Whenever an employee reports unfair treatment, illegal activities, or sexual harassment in the workplace to a supervisor, the Equal Employment Opportunity Commission, or the human resources department, they are legally protected against retaliation from their employer or fellow employees. Unfortunately, some companies choose to ignore the laws regarding this matter though, so it is important to know what qualifies as workplace retaliation, when to seek legal help, and how to prove the retaliation in a court hearing.
What is Workplace Retaliation?
Most companies in the United States operate under the law that says that all people who work for them are at-will employees. That means that they can either quit or be terminated at any time. However, there are other laws in regards to the civil and constitutional rights that Americans have that further clarify employee rights by stating that employers must not purposefully terminate or act in a retaliatory manner against an employee simply because they tried to seek help to protect themselves or others against the illegal or unethical actions of other employees. Some common examples of retaliation in the workplace include being fired, demoted, harassed, or receiving a decrease in pay. Occasionally, companies attempt to be more discrete in their actions though by refusing to give an employee important communications that they need to do their job properly, not telling them about meetings or upcoming projects, or giving them poor performance reviews that result in them receiving undeserved consequences.
When Should a Person Seek Legal Help for Workplace Retaliation?
It is crucial that a person who has been subjected to workplace retaliation seek legal help as soon as possible for the matter because it can worsen over time, which could lead to financial loss and severe emotional and physical stress. There are also time limits set in some places that require the retaliation to be reported within three months or so after the event has taken place. Attorneys who specialize in employment law can offer advice regarding what legal actions that a retaliation victim can take and how they can protect themselves from further abuse from the employees who are taking part in the retaliation. It is important to mention that there are some cases of retaliation that require immediate legal action though, such as threats of violence against an employee or their friends or family members. If this should occur, it may be necessary to report the incident to the police as well. An attorney can help with this process too.

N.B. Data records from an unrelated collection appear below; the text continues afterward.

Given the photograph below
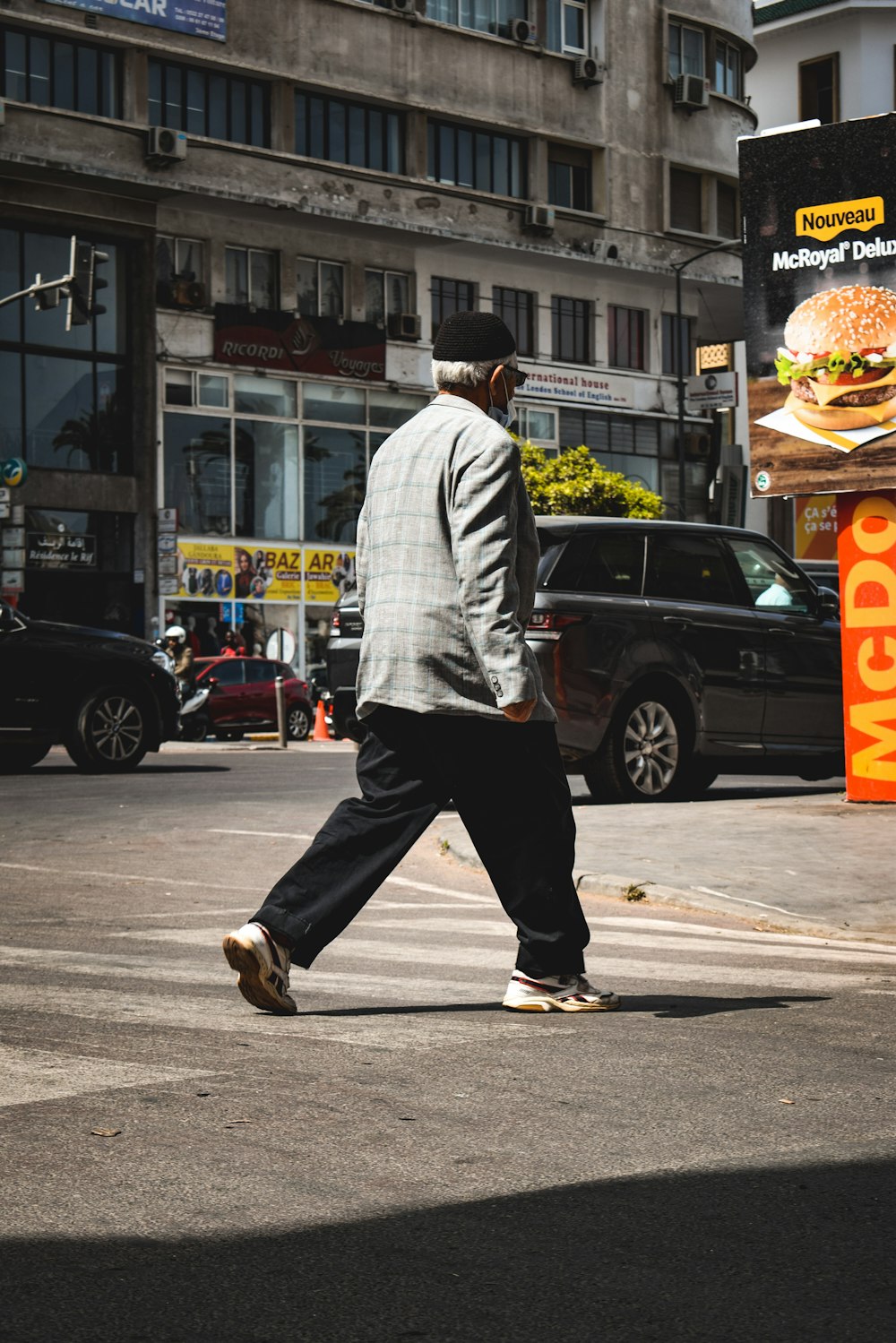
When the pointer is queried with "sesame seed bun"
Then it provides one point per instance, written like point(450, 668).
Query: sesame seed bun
point(850, 319)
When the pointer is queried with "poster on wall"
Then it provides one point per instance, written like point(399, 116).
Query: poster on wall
point(820, 306)
point(258, 571)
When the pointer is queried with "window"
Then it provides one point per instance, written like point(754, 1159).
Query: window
point(626, 337)
point(571, 330)
point(727, 69)
point(772, 581)
point(686, 51)
point(203, 102)
point(685, 201)
point(320, 288)
point(349, 133)
point(252, 277)
point(476, 159)
point(516, 308)
point(481, 16)
point(180, 266)
point(386, 295)
point(610, 564)
point(65, 399)
point(689, 568)
point(727, 212)
point(450, 296)
point(567, 26)
point(568, 177)
point(820, 89)
point(61, 74)
point(677, 342)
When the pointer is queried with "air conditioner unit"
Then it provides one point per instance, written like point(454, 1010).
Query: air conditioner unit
point(403, 327)
point(538, 220)
point(521, 30)
point(166, 145)
point(691, 91)
point(697, 444)
point(587, 72)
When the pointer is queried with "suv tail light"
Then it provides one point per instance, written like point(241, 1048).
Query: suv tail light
point(552, 624)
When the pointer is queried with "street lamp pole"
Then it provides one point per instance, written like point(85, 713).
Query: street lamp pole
point(677, 266)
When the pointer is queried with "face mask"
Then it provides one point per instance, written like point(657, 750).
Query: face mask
point(504, 417)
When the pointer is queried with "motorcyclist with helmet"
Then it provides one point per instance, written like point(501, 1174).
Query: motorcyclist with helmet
point(179, 649)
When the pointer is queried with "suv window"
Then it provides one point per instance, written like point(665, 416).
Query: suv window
point(689, 568)
point(260, 669)
point(228, 673)
point(772, 581)
point(605, 563)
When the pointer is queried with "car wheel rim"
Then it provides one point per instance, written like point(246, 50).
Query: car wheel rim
point(650, 748)
point(297, 723)
point(117, 728)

How Can Retaliation Be Proven in Court?
Documentation is absolutely crucial to proving retaliation in court because it can help give a judge or jury the timeline of the behavior. And this helps to show that the actions that were taken were indeed retaliatory and not based on an employee’s failure to perform their job duties. It is also important because it is not illegal for a company to terminate, demote, or decrease the pay of an employee who is failing to perform their job duties. So some companies use this to their advantage by saying that the employee brought the actions onto themselves. The difference often lies in when the actions began. For example, if a person is fired or demoted as soon as they report a supervisor for sexual harassment, the company’s actions were most likely retaliatory. Proper documentation of the actions can help prove this in court if the dates, times, and witnesses to the events are all listed. It is also necessary to get copies of any statements, negative performance reviews, or electronic correspondence that was given by the offending parties or company representatives. It is important to mention that all forms of documentation must be kept in a safe area away from the company’s location though. That is because companies who take part in retaliation may destroy any evidence that they find of it so that they can ensure their success in court.